Raloxifene Safe, Effective in Postmenopausal Women

Laurie Barclay, MD

July 23, 2003

July 23, 2003 — Raloxifene (Evista) can prevent the development of osteoporosis and osteopenia and improve lipid profiles in postmenopausal women without adversely affecting breast or uterus, according to a report published in the July/August issue of Menopause. This was a five-year analysis of patients enrolled into an extension of two randomized trials that lasted 36 months.

"Raloxifene hydrochloride (60 mg/day) is a selective estrogen receptor modulator indicated for the prevention and treatment of postmenopausal osteoporosis," write Elaine E. Jolly, MD, from Ottawa General Hospital in Ontario, Canada, and colleagues. "Raloxifene treatment for three years increases bone mineral density (BMD) and, unlike tamoxifen (a triphenylethylene selective estrogen receptor modulator), does not stimulate the endometrium in healthy postmenopausal women. The effect of longer duration of treatment with raloxifene is not known."
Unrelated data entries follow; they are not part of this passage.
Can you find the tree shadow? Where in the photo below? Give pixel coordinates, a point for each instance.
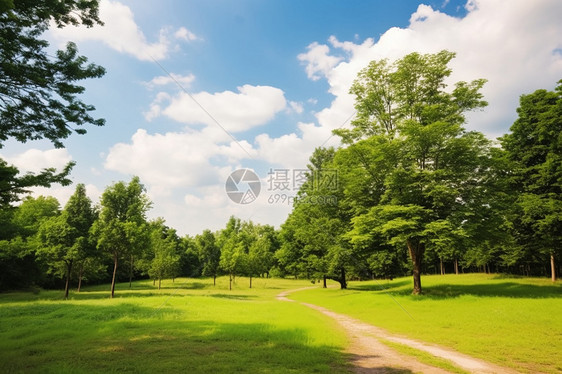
(380, 285)
(503, 289)
(132, 338)
(232, 296)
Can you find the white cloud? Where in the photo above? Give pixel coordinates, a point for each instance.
(121, 33)
(163, 80)
(175, 160)
(34, 160)
(510, 43)
(296, 107)
(235, 111)
(318, 61)
(184, 34)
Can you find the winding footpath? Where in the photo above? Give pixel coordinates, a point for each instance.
(371, 356)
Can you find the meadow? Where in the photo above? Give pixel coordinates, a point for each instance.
(187, 326)
(192, 326)
(513, 322)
The investigators analyzed data from two identically designed, prospective, double-blinded trials that randomized postmenopausal women (mean age, 55 years) to raloxifene, 60 mg/day (n = 185) or placebo (n = 143). All subjects received a daily supplement of 400 to 600 IU elemental calcium. Osteoporosis and osteopenia were diagnosed according to World Health Organization criteria, using the manufacturer's database for the lumbar spine and the National Health and Nutrition Examination Survey's 1998 reference base for the hip.

Compared with placebo, raloxifene treatment for five years was associated with reduced bone turnover markers (osteocalcin, -10.9%; P < .001; bone-specific alkaline phosphatase, -7.2%; P = .042; urinary C-telopeptide, -11.1%; P = .034) and with increased BMD in the lumbar spine (2.8%; P < .001) and total hip (2.6%; P < .001).

Compared with women in the placebo group, women in the raloxifene group were less likely to develop osteoporosis (relative risk [RR], 0.13; 95% confidence interval [CI], 0.00 - 0.37; P = .001) or osteopenia (RR, 0.23; 95% CI, 0.00 - 0.81; P = .038) at the lumbar spine, and were more likely at five years to achieve normal BMD status at the lumbar spine (RR, 4.01; 95% CI, 1.34 - 11.23; P = .043) and total hip (RR, 3.92; 95% CI, 1.12 - 14.27; P = .011).

The raloxifene group also had greater reduction in total cholesterol (-5.5%; P < .001) and in low-density lipoprotein cholesterol (-8.7%; P < .001) than did the placebo group, but there were no significant changes in high-density lipoprotein cholesterol ( P = .257) or triglycerides ( P = .620).

Hot flashes occurred in 47 women (28.8%) taking raloxifene and in 21 women (16.8%) taking placebo ( P = .017). During the five-year follow-up, incidence of vaginal bleeding and mean endometrial thickness of more than 5 mm visualized with transvaginal ultrasonography was similar in both groups, and there were no diagnoses of endometrial hyperplasia or endometrial cancer.

"Five years of raloxifene treatment in healthy postmenopausal women preserves BMD, significantly reduces the likelihood of development of osteoporosis, and was not associated with an increased rate of vaginal bleeding, endometrial hyperplasia, or endometrial carcinoma, compared with the case of placebo," the authors write.

Eli Lilly supported this study and employs one of its authors.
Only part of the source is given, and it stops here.